MONTANHA RUSSA DE EMOÇÕES
Luciana Rugilla de Andrade, 37, passa o dia com o filho em casa. Arthur Petrilo, 5, foi diagnosticado com transtorno do espectro autista, e, antes da pandemia causada pelo novo coronavírus, tinha uma rotina rigorosa, com horários definidos para atividades escolares e terapias. Com as determinações do isolamento domiciliar, todo o cronograma foi desestruturado.
Luciana Rugilla de Andrade, 37, passa o dia com o filho em casa. Arthur Petrilo, 5, foi diagnosticado com transtorno do espectro autista, e, antes da pandemia causada pelo novo coronavírus, tinha uma rotina rigorosa, com horários definidos para atividades escolares e terapias. Com as determinações do isolamento domiciliar, todo o cronograma foi desestruturado.
Arquivo Pessoal
“A rotina é muito importante para ele e ele teve uns dias bem difíceis, porque afeta ansiedade, sono, irritabilidade, afeta tudo. Ele ainda está muito ansioso, tanto que fica procurando comida o dia todo, mexe com água o dia inteiro, é a forma que ele está usando para conseguir se regular”, conta a mãe.
Casada e com outra filha, explica que esse momento está sendo difícil, pois o marido trabalha e não tem para quem pedir ajuda. “O único tempo que eu tinha livre para fazer as minhas coisas e até para agendar as consultas dele e organizar a programação dele ou para ficar sozinha, era quando ele estava na escola. Agora está muito difícil, eu não consigo sentar um minuto, a gente não consegue piscar, não tem meia hora para se sentar sozinha e isso é muito cansativo”, desabafa.
A mãe conta que tem tentado fazer com que ele pratique algumas atividades e que tem feito o que ela já fazia anteriormente: manter uma rotina regular, ainda que seja um processo exaustivo. “A gente vive uma montanha russa de emoções todo dia, muita coisa acontece. Na rua é discriminação, passa por muitas situações diariamente, que já é muito desgastante, essa situação é bem difícil, mas a gente tenta lidar da melhor forma."
O relato só é compartilhado com quem também passa pela situação. “Acabo tendo contato com outras mães, são as únicas pessoas que acabam entendendo a nossa situação”, conta.
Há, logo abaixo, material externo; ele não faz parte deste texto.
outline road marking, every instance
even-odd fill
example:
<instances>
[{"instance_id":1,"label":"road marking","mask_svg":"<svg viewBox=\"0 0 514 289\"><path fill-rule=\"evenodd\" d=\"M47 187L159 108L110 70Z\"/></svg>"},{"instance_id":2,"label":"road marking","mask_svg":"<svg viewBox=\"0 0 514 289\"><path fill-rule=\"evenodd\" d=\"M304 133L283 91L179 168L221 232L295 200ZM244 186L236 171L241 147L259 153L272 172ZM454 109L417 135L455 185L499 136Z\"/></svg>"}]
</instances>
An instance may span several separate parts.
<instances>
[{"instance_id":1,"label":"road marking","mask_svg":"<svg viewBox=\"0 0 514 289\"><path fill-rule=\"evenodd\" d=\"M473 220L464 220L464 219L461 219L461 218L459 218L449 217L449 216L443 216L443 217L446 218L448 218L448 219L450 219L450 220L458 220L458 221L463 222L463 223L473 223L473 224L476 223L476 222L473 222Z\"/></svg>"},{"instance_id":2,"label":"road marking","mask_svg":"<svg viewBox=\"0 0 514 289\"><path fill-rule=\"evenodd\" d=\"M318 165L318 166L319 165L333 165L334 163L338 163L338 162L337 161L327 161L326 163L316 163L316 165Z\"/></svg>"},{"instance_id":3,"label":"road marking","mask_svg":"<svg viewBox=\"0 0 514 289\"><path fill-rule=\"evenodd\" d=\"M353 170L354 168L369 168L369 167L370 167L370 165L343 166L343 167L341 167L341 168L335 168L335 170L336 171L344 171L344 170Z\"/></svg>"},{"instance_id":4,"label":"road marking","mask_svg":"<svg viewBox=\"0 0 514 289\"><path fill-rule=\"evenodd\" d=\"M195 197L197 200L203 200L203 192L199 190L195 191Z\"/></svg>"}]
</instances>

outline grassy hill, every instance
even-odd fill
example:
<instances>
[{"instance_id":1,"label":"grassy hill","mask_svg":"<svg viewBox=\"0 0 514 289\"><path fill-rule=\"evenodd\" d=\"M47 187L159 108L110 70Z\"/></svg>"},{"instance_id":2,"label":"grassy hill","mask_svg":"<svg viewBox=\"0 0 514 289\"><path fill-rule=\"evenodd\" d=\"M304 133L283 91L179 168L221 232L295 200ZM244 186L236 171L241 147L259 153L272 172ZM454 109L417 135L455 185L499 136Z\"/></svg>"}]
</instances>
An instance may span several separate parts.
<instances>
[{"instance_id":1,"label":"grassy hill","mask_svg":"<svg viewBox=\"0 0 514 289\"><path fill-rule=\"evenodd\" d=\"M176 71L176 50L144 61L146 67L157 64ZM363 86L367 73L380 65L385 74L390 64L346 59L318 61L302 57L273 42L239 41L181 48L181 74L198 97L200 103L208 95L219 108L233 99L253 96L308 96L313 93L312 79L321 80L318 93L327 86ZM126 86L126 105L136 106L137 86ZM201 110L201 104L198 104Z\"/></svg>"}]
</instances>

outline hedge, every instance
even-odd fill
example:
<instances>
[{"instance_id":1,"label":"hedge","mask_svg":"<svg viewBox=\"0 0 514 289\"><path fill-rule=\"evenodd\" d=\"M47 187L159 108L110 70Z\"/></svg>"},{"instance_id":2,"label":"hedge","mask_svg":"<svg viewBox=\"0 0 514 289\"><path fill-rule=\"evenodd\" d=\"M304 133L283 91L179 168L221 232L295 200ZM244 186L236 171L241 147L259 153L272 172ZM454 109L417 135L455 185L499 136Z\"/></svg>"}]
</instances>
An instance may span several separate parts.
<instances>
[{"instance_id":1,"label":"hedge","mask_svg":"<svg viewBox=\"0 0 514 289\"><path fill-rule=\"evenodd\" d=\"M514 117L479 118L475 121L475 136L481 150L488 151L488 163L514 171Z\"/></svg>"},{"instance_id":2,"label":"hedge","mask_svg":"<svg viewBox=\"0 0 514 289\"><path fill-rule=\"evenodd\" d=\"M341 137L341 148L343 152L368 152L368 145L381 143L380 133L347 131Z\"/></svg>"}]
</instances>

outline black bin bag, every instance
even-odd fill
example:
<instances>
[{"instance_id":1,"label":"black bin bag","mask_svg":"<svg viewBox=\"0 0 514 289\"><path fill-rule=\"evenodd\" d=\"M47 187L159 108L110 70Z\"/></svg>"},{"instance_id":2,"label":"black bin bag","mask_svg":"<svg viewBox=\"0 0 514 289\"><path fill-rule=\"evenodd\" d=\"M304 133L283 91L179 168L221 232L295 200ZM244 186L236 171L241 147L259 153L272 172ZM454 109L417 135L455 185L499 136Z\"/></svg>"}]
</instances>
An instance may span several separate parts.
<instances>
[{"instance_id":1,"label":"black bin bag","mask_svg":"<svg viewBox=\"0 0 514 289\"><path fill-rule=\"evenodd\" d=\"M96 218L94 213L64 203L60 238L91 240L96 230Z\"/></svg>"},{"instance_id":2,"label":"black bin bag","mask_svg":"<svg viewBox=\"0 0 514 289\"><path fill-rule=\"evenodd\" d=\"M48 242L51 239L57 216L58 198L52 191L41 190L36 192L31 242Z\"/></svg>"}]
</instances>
Agora, para ajudar, contratou uma pessoa para ir até a casa dela por alguns dias na parte da tarde e contou com o retorno de algumas terapias. “Como tem as terapias agora, acaba saindo alguns dias da semana, ele já melhorou muito com esse retorno, acaba ficando bem”, aponta. Com todo esse período em casa, mantém a rotina regular, com horários determinados para as atividades.